New report outlines practical options for Texas communities facing rural hospital closure

Texas communities facing a rural hospital closure should not solely concentrate on whether or not to close a hospital, but instead focus on the available health resources in the surrounding area. That’s one of the findings of a new report by the Texas A&M Rural and Community Health Institute (RCHI) that examined rural hospital closures and looks at new solutions for rural healthcare concerns. The Episcopal Health Foundation (EHF) sponsored the report. 

The report found that options like expanding telemedicine, converting a former hospital into a freestanding emergency room, or establishing new rural health clinics are some of the many successful healthcare alternatives available to communities at risk of losing a traditional rural hospital.

“We still have an American concept that every town should have a hospital,” said Dr. Nancy Dickey, RCHI’s executive director, president emeritus of the Texas A&M Health Science Center and co-author of the report. “But the growing reality is that it’s not cost effective. The good news is there’s a menu of alternatives that can help optimize healthcare for a rural community, not shut down healthcare in that community.”

More than 3 million Texans live in rural areas and the report clearly shows the growing health crisis they face. Rural Texans are more likely to be uninsured, have lower incomes, and higher rates of death from heart disease and stroke.

Researchers found the health gap between urban and rural areas is widening and the number of physicians working in rural areas continues to fall. They point to statistics showing that 158 counties in Texas (with a combined population of 1.9 million) do not have a general surgeon and 147 counties (1.8 million people) don’t have an obstetrician/gynecologist. In 35 Texas counties, there is no physician at all.

The report also found that since 2010, more than 15 percent of the rural hospitals that have closed across the U.S. are in Texas.

“Policy makers, elected officials and communities themselves need to better understand the health challenges facing rural areas,” said Elena Marks, EHF’s president and CEO. “This report shows that the question to ask isn’t only whether to close or not close a rural hospital. It stresses the importance of regional partnerships and collaborations that can help develop a system of accessible health services that meet the unique needs of each community.”

In the report, researchers examined rural hospital closures across the country and interviewed former leaders of shuttered hospitals. While the report found that most rural hospitals in Texas closed due to financial difficulties and lack of patient volume, it also found that there are often available healthcare delivery resources within a radius of 20 to 30 miles from the closed facility.
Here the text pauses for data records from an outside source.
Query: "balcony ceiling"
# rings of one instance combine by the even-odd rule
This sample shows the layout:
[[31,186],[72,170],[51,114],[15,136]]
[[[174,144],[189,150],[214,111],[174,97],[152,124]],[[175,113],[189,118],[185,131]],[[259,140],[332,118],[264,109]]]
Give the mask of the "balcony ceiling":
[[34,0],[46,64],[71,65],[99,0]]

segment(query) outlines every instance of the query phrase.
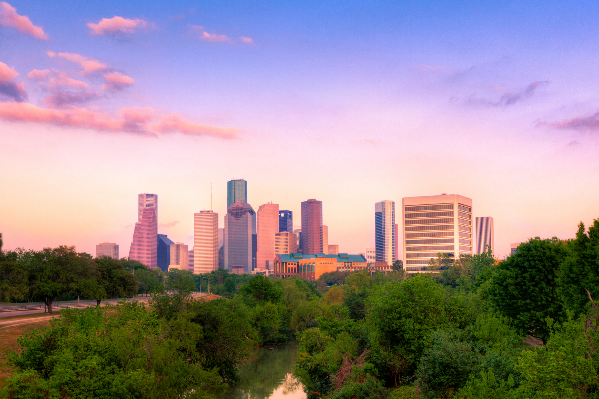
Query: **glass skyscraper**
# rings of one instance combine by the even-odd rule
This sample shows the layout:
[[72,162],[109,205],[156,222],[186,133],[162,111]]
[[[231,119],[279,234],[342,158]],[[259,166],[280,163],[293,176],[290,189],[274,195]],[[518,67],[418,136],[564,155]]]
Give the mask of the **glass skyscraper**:
[[395,203],[381,201],[374,204],[374,246],[376,261],[393,264],[395,259]]
[[241,200],[247,202],[247,182],[243,179],[233,179],[226,182],[226,208]]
“It’s not about miles, it’s about minutes,” Dickey said. “We need to have a policy discussion at the state and national level to determine what is an acceptable timeframe to reach care. Geography confirms that every community is a little different.”
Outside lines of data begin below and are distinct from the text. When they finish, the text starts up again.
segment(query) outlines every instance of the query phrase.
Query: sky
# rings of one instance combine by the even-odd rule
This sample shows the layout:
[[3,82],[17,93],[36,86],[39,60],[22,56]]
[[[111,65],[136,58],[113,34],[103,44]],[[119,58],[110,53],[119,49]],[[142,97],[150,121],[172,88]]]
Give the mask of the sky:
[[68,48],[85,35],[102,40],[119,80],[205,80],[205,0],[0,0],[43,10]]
Researchers suggest communities facing a hospital closure first ask community members where they currently go for healthcare services. Then, leaders can use that information to create a tool to help at-risk hospitals search for alternatives and develop area partnerships that create an inventory of resources without duplicating care.

“There are opportunities for these communities to reframe the health conversation and go beyond ‘Why are they closing my hospital?’” Dickey said. “There are a variety of solutions and if large hospital systems and rural hospitals can work together, they can find patient-centered answers for at-risk communities.”